Irish journal of medical science. 2023
Abstract
INTRODUCTION Gastrointestinal bleeding results in significant morbidity, cost and mortality. TXA, an antifibrinolytic agent, has been proposed to reduce mortality; however, many studies report conflicting results. METHODS The aim of the study was to perform the first systematic review and meta-analysis of RCTs to evaluate the efficacy TXA for both upper and lower gastrointestinal bleeding. This was performed per PRISMA guidelines. PubMed, EMBASE, Cochrane and Scopus databases were searched for RCTs. Dichotomous variables were pooled as risk ratios (RR) with 95% confidence intervals (CI) using the MH method with random effects modelling. RESULTS Fourteen RCTs were identified with 14,338 patients and mean age of 58.4 years. 34.9% (n = 5008) were female and 65.1% (n = 9330) male. There was no significant difference in mortality between TXA and placebo (RR 0.86 95% CI (0.74 to 1.00), P: 0.05). The secondary outcomes, similarly, did not yield significant results. These included rebleeding, need for surgical intervention (RR: 0.75 95% CI (0.53, 1.07)), endoscopic intervention (RR: 0.92 95% CI (0.70, 1.22)), transfusion requirement (RR: 1.01 95% CI (0.94, 10.7)) and length of stay (RR: 0.03 95% CI (- 0.03, 0.08)).
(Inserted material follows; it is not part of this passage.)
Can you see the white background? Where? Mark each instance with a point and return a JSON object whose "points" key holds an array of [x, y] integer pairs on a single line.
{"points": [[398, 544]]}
There was no increased risk of VTE, RR: 1.29 95% CI (0.53, 3.16). One trial (n = 12,009) reported an increased risk of seizure in the TXA group, RR: 1.73 95% CI (1.03-2.93). CONCLUSION TXA does not reduce mortality in patients with acute upper or lower gastrointestinal bleeding and may confer an increased risk of seizures. The authors do not recommend the use of TXA in acute gastrointestinal bleeding.